Fracking industry refusing to report which chemicals they’re using

In the latest example of the Big Energy choosing which laws they want to follow, a new study shows that the fracking industry fails to disclose the chemicals or quantities of chemicals used during the fracking process up to 30% of the time, depending on the state. Attempts by states to rely on industry self-reporting are not showing great success.

Yes, a business needs to keep certain information secret, but the results to date hardly look fair, or even safe. Between problems with drinking water contamination and environmental cleanup issues, these programs need a second look. How could it possibly be considered fair to leave locals wondering about safe drinking water and put their trust in companies that have something to hide?

toxic environment water fracking

Toxic via Shutterstock

Also, how are local authorities supposed to respond to an accident – and accidents happen – when they aren’t aware of what chemicals are being used on the process? Isn’t this putting these people at risk if there are unknown chemicals? If they have to prepare for everything, this could also slow down the response, potentially causing even more problems.

The fracking industry has relied on “environmental” groups for support, but even those groups are having doubts about this system.

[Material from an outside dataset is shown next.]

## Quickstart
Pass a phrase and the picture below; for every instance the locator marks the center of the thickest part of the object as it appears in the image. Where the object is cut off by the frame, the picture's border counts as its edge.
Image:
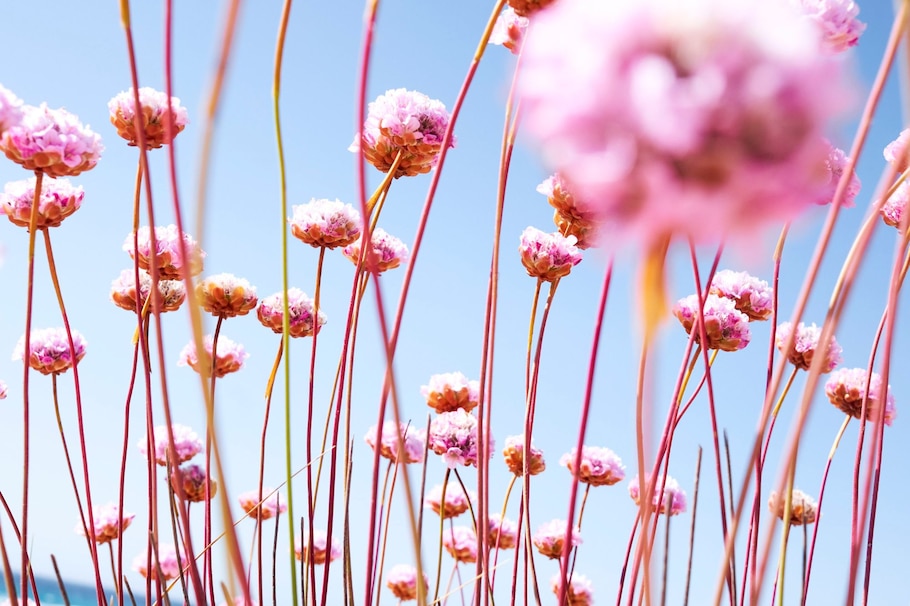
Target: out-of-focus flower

Maybe these “business-friendly” environmental groups were hoping for the best, but now that the fracking industry is making a mockery out of the self-disclosure, they might not be as eager or willing to provide cover to this industry.

Bloomberg on the latest problem related to fracking.

The 19,000 trade-secret claims made in Texas this year through August hid information that included descriptions of ingredients as well as identification numbers and concentrations of the chemicals used. Overall, oil and gas companies withheld information on about one out of every seven ingredients they pumped into 3,639 wells.

In 5,000 other instances, Texas well operators failed to disclose information without saying why, filling in boxes on forms with “N/A” or “mixture,” for example, or leaving them blank. Such omissions raised the total to almost seven secrets per well from about five.

Nationally, companies claimed trade secrets or otherwise failed to identify the chemicals they used about 22 percent of the time, according to a Bloomberg News analysis of FracFocus data for 18 states. The data were compiled and released this month by SkyTruth.org, a website that uses data and digital mapping to investigate environmental issues.


An American in Paris, France. BA in History & Political Science from Ohio State. Provided consulting services to US software startups, launching new business overseas that have both IPO’d and sold to well-known global software companies. Currently launching a new cloud-based startup. Full bio here.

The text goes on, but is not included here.